The defeat may be significant for Trump’s MAGA movement, but it won’t end the threats Republicans pose to the country’s electoral system: Hice-type candidates who challenged or questioned election results. of 2020 are suing other major battleground states, including Arizona, Colorado, Michigan, Minnesota and Nevada, where GOP primaries have yet to take place.
Meanwhile, Pennsylvania State Senator Doug Mastriano won the Republican gubernatorial primary in his state last week. Mastriano, who sought to undermine Biden’s victory in Pennsylvania, ferried supporters to Washington on January 6 and was present at the protest that turned into an insurgency that afternoon, would take over a state key ahead of the 2024 election if he wins in November. He would also have the power to nominate a similar, election-denying conspiracy theorist as Pennsylvania’s secretary of state.
Despite his rebuke from Trump in 2020, Raffensperger will likely face a tough re-election fight in November against anyone who emerges from a crowded Democratic primary.
Georgia Democrats are eager to replicate their success from two years ago, when Biden became the first Democratic presidential nominee to win the state since 1992 and that senses. Raphael Warnock (D) and Jon Ossoff (D) prevailed in two second-round contests.

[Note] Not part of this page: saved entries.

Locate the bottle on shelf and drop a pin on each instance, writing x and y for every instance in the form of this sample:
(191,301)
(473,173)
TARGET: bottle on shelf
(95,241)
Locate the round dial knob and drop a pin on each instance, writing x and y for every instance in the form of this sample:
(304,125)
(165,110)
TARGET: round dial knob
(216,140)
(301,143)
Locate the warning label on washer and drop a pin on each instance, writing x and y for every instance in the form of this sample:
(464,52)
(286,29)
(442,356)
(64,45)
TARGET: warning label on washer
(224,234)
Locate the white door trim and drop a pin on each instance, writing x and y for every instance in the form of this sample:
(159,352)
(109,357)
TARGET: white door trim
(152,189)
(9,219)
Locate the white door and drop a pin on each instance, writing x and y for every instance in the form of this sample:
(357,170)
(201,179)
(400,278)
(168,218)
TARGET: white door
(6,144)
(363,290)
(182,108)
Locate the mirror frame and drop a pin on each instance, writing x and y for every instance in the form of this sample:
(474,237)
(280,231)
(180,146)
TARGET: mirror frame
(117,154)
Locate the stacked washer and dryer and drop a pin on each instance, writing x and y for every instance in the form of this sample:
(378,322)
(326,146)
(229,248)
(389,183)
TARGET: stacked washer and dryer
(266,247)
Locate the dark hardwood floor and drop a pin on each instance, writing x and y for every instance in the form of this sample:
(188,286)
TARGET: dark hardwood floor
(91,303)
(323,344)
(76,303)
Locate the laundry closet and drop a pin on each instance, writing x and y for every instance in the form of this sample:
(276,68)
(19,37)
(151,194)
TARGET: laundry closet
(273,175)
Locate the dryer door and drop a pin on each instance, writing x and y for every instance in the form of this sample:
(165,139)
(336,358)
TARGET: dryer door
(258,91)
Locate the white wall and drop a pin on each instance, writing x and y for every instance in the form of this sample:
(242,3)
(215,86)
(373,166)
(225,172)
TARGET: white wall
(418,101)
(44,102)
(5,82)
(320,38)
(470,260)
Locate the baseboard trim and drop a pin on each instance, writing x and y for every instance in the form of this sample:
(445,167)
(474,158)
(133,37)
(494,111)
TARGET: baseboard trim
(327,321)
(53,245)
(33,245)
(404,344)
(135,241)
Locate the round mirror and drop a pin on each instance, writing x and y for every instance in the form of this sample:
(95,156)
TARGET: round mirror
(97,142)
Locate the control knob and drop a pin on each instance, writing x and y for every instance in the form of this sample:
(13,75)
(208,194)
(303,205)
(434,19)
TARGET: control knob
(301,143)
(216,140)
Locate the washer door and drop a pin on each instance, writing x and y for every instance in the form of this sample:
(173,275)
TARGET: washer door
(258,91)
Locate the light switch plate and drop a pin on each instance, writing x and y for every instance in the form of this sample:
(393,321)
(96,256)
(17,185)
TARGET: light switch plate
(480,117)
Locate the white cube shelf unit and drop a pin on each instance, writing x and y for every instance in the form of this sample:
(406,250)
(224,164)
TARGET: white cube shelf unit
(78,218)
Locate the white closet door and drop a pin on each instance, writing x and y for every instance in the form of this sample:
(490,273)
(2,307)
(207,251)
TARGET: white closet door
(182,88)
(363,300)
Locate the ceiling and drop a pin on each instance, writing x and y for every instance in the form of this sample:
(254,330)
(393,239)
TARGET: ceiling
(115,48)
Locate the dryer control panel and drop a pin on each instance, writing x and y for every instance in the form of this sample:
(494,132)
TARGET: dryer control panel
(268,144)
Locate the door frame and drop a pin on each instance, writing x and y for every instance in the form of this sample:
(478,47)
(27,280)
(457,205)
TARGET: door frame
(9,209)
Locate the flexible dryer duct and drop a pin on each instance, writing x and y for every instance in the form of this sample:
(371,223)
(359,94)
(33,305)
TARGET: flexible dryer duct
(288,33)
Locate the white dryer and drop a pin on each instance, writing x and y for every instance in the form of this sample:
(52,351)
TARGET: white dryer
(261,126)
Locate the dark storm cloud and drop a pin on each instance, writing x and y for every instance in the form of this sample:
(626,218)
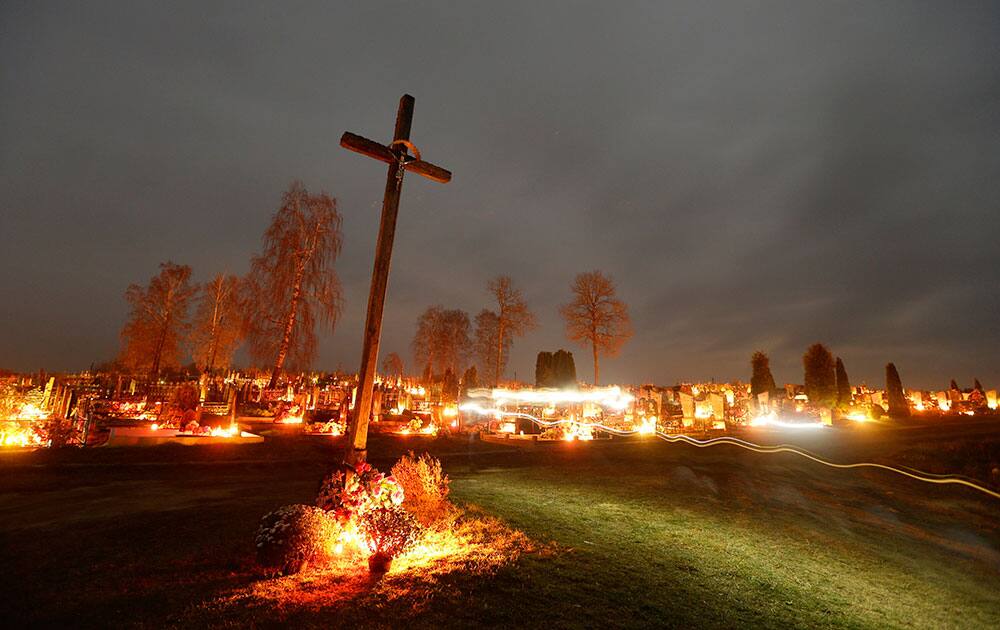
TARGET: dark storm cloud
(758,177)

With Warnock and gubernatorial candidate Stacey Abrams at the top of the ticket, Democrats believe they have a chance to sweep Republicans from key state offices, and they have bet on the race for Secretary of State as way to protect and expand voting rights after Georgia. The GOP-controlled Legislature passed a sweeping new election law that restricted ballot access and created new election-related crimes in 2021.
Raffensperger, who before 2020 supported previous efforts to create new restrictions on voting in Georgia, also supported SB 202, as the new law was known. And he defended it against claims that it will disproportionately impact black voters, Georgians with disabilities and other minority communities that helped boost Democratic wins in 2020.
Democrats see the law, one of the first of more than 30 restrictive laws Republican legislatures passed across the country in the past year, as an extension of the false allegations of fraud that Trump and his allies have made about previous elections, and Democratic candidates up and down. the poll vowed to defeat the Republicans who supported him.
Raffensperger has also refused to make a full break with Trump, despite the fact that his rejection of the former president has led to death threats against his family and other election officials across the state. In an interview with HuffPost last year, Raffensperger did not answer when asked if he would vote for Trump if he ran for president again in 2024.
And though the domestic environment looks poor for Democrats, party voters in Georgia appear motivated: They turned out in large numbers to vote early ahead of Tuesday’s primary, even though the first two races on the party ticket were undisputed.
Suffrage was one of the animating factors for voters who spoke to HuffPost outside Atlanta polling places last week, many of whom were determined to overcome the obstacles SB 202 placed in front of them. them – and to defeat the Republicans, including Raffensperger, who helped create them.